Due Date: July 1, 2018.
Who: Establishments with 250 or more employees that are currently required to keep OSHA injury and illness records, and establishments with 20-249 employees that are classified in certain industries with historically high rates of occupational injuries and illnesses. Covered establishments with 250 or more employees are only required to provide their 2017 Form 300A summary data, as OSHA is not accepting Form 300 and 301 information at this time.
What: Covered establishments must electronically submit information from their 2017 OSHA Form 300A.
When: In 2018, covered establishments must submit information from their completed 2017 Form 300A by July 1, 2018. Beginning in 2019 and every year thereafter, covered establishments must submit the information by March 2.
How: OSHA has provided a secure website that offers three options for data submission. First, users will be able to manually enter data into a web form. Second, users will be able to upload a CSV file to process single or multiple establishments at the same time. Last, users of automated recordkeeping systems will have the ability to transmit data electronically via an API (application programming interface).
Electronic submission of OSHA 300A:
2017 was the first year some companies were required to electronically submit their OSHA 300A information (Even if they had no injuries to report).
This is the second year some companies are required to electronically submit their OSHA 300A information.
State-government and local-government establishments in State Plans states are required to electronically submit injury and illness information. Please contact your State Plan office for further information.

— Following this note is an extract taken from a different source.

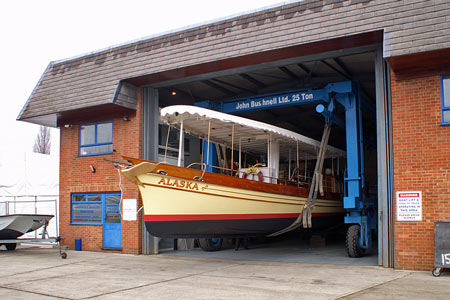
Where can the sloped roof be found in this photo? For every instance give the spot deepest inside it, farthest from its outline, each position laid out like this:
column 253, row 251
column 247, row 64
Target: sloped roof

“OSHA recently announced that employers in the seven states currently without electronic reporting regulations must submit their 2017 injury and illness data to the agency. Two of those states, however, have taken issue with the mandate. An OSHA official said the agency will meet internally to address the disagreement, but admitted it ultimately can’t issue fines or citations for non-compliance in those seven states: California, Maryland, Minnesota, South Carolina, Utah, Washington and Wyoming.”